The policy and practice followed so far by the state also violates the rights of children, as the parents’ lack of access to health services and social welfare reduces the quality of childcare that parents themselves provide to their children and constitutes indirect discrimination against them (the children).

It is noted that for the past two years, Ms A is unemployed despite the fact that she is looking for a job and is registered at the Public Employment Service. Previously, she worked for ten consecutive years and paid regular contributions to the Social Insurance Fund. This migrant woman lives with her child and until recently they lived on the money of her Cypriot former partner and father of the child who gave them some money as informal alimony. However, in recent months the child’s father stopped providing this money to Ms A and their child.
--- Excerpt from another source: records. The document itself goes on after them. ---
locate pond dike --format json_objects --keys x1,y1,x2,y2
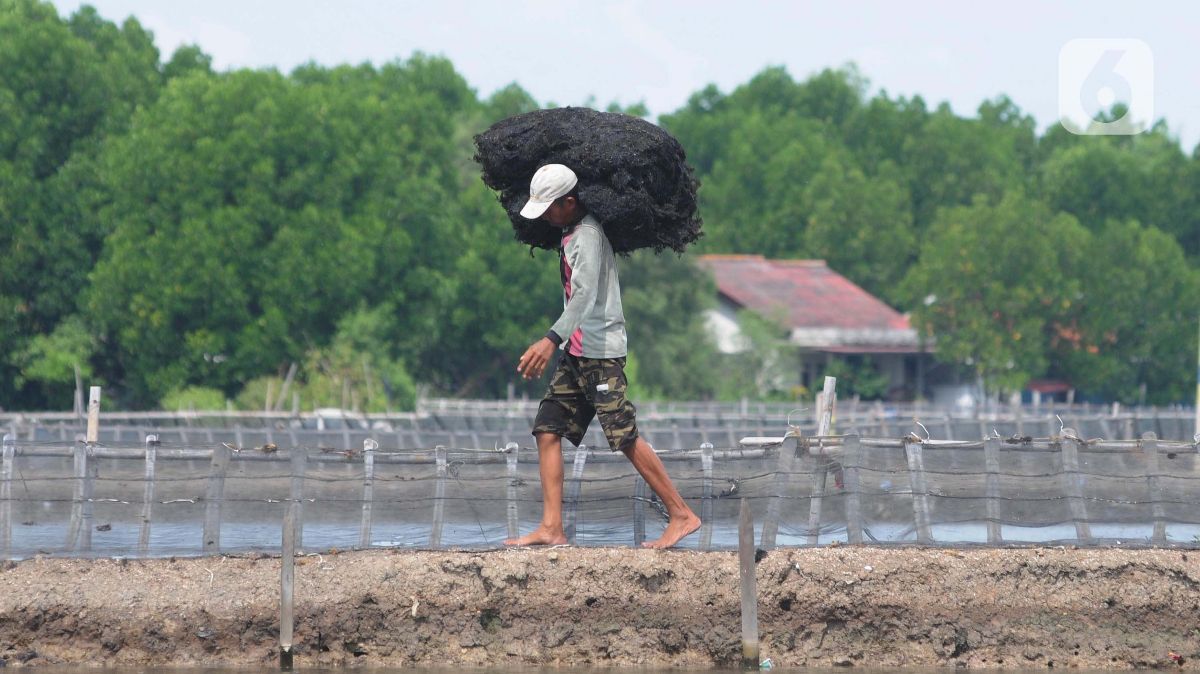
[{"x1": 0, "y1": 546, "x2": 1200, "y2": 669}]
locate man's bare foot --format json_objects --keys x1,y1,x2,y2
[
  {"x1": 504, "y1": 525, "x2": 566, "y2": 546},
  {"x1": 642, "y1": 513, "x2": 700, "y2": 549}
]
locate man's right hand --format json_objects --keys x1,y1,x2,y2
[{"x1": 517, "y1": 337, "x2": 558, "y2": 379}]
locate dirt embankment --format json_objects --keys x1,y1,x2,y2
[{"x1": 0, "y1": 547, "x2": 1200, "y2": 668}]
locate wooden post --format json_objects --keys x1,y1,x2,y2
[
  {"x1": 700, "y1": 443, "x2": 713, "y2": 550},
  {"x1": 738, "y1": 498, "x2": 758, "y2": 670},
  {"x1": 804, "y1": 447, "x2": 829, "y2": 546},
  {"x1": 138, "y1": 434, "x2": 158, "y2": 555},
  {"x1": 204, "y1": 445, "x2": 230, "y2": 554},
  {"x1": 288, "y1": 445, "x2": 308, "y2": 553},
  {"x1": 634, "y1": 475, "x2": 646, "y2": 547},
  {"x1": 841, "y1": 435, "x2": 863, "y2": 544},
  {"x1": 430, "y1": 445, "x2": 449, "y2": 548},
  {"x1": 504, "y1": 443, "x2": 521, "y2": 538},
  {"x1": 280, "y1": 500, "x2": 300, "y2": 672},
  {"x1": 88, "y1": 386, "x2": 100, "y2": 445},
  {"x1": 0, "y1": 433, "x2": 17, "y2": 559},
  {"x1": 808, "y1": 377, "x2": 835, "y2": 546},
  {"x1": 1060, "y1": 428, "x2": 1092, "y2": 543},
  {"x1": 904, "y1": 439, "x2": 934, "y2": 543},
  {"x1": 983, "y1": 438, "x2": 1004, "y2": 544},
  {"x1": 563, "y1": 445, "x2": 588, "y2": 544},
  {"x1": 359, "y1": 438, "x2": 379, "y2": 548},
  {"x1": 758, "y1": 429, "x2": 801, "y2": 550},
  {"x1": 1141, "y1": 433, "x2": 1166, "y2": 546},
  {"x1": 65, "y1": 441, "x2": 88, "y2": 552}
]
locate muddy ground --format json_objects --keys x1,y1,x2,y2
[{"x1": 0, "y1": 547, "x2": 1200, "y2": 668}]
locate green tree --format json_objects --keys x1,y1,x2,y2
[
  {"x1": 88, "y1": 56, "x2": 474, "y2": 405},
  {"x1": 804, "y1": 154, "x2": 917, "y2": 303},
  {"x1": 0, "y1": 0, "x2": 161, "y2": 407},
  {"x1": 902, "y1": 192, "x2": 1088, "y2": 391},
  {"x1": 619, "y1": 251, "x2": 718, "y2": 401}
]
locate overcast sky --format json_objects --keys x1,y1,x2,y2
[{"x1": 46, "y1": 0, "x2": 1200, "y2": 152}]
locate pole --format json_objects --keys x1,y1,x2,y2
[
  {"x1": 280, "y1": 500, "x2": 298, "y2": 672},
  {"x1": 738, "y1": 498, "x2": 758, "y2": 669}
]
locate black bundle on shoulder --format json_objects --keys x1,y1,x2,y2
[{"x1": 475, "y1": 108, "x2": 701, "y2": 253}]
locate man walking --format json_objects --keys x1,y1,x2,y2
[{"x1": 504, "y1": 164, "x2": 700, "y2": 548}]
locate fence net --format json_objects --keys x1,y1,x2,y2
[{"x1": 0, "y1": 423, "x2": 1200, "y2": 559}]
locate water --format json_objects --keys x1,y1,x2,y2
[
  {"x1": 10, "y1": 513, "x2": 1200, "y2": 559},
  {"x1": 21, "y1": 666, "x2": 1158, "y2": 674}
]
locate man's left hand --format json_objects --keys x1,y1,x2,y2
[{"x1": 517, "y1": 337, "x2": 557, "y2": 379}]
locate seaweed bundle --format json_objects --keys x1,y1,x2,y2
[{"x1": 475, "y1": 108, "x2": 702, "y2": 253}]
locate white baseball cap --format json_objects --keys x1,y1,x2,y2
[{"x1": 521, "y1": 164, "x2": 580, "y2": 219}]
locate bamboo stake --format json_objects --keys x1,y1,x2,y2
[
  {"x1": 700, "y1": 443, "x2": 713, "y2": 550},
  {"x1": 280, "y1": 501, "x2": 299, "y2": 672},
  {"x1": 430, "y1": 445, "x2": 449, "y2": 548},
  {"x1": 758, "y1": 429, "x2": 801, "y2": 550},
  {"x1": 1141, "y1": 433, "x2": 1166, "y2": 546},
  {"x1": 138, "y1": 434, "x2": 158, "y2": 555},
  {"x1": 1061, "y1": 428, "x2": 1092, "y2": 543},
  {"x1": 842, "y1": 435, "x2": 863, "y2": 544},
  {"x1": 563, "y1": 445, "x2": 588, "y2": 544},
  {"x1": 738, "y1": 498, "x2": 758, "y2": 670},
  {"x1": 359, "y1": 438, "x2": 379, "y2": 548},
  {"x1": 634, "y1": 475, "x2": 646, "y2": 547},
  {"x1": 504, "y1": 443, "x2": 521, "y2": 538},
  {"x1": 0, "y1": 433, "x2": 17, "y2": 559},
  {"x1": 904, "y1": 440, "x2": 934, "y2": 543},
  {"x1": 88, "y1": 386, "x2": 100, "y2": 445},
  {"x1": 288, "y1": 445, "x2": 308, "y2": 552},
  {"x1": 204, "y1": 445, "x2": 230, "y2": 554},
  {"x1": 983, "y1": 438, "x2": 1004, "y2": 544}
]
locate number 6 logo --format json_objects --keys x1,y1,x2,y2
[{"x1": 1058, "y1": 38, "x2": 1154, "y2": 136}]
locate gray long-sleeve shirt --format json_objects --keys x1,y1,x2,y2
[{"x1": 546, "y1": 215, "x2": 628, "y2": 359}]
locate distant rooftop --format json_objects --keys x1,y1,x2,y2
[{"x1": 697, "y1": 255, "x2": 920, "y2": 353}]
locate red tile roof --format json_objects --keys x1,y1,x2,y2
[{"x1": 697, "y1": 255, "x2": 911, "y2": 330}]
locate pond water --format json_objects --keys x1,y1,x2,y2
[{"x1": 8, "y1": 513, "x2": 1200, "y2": 559}]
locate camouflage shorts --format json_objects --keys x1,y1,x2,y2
[{"x1": 533, "y1": 354, "x2": 637, "y2": 452}]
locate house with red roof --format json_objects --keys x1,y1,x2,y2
[{"x1": 697, "y1": 255, "x2": 932, "y2": 398}]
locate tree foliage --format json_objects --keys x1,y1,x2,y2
[{"x1": 0, "y1": 0, "x2": 1200, "y2": 410}]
In light of these circumstances, Ms A applied for a Minimum Guaranteed Income (MGI) in the first month of its introduction (August 2014). However, she has been informed that her application has not yet been considered by the competent authorities. Ms A is one of the many applicants still waiting for the examination of their applications for a long time, mainly due to the priority given by the Ministry of Labour, Welfare and Social Insurance (MoLWSI) based on ethnic rather than qualitative criteria.

In view of the above, we call on the MoH and MoLWSI to intervene immediately in order to:

  • Facilitate Ms A’s free access to the public health services so as to have the necessary health care she needs.
  • Examine and immediately approve her application for MGI.

KISA also calls on the Ministry of Interior and the state in general to proceed directly to:

  • The legal regulation of the residence status of family members of Cypriot citizens so that these people have similar rights to the family members of EU citizens.
  • Providing people who are family members of Cypriot citizens with access to public health services under the same conditions with their Cypriot family members.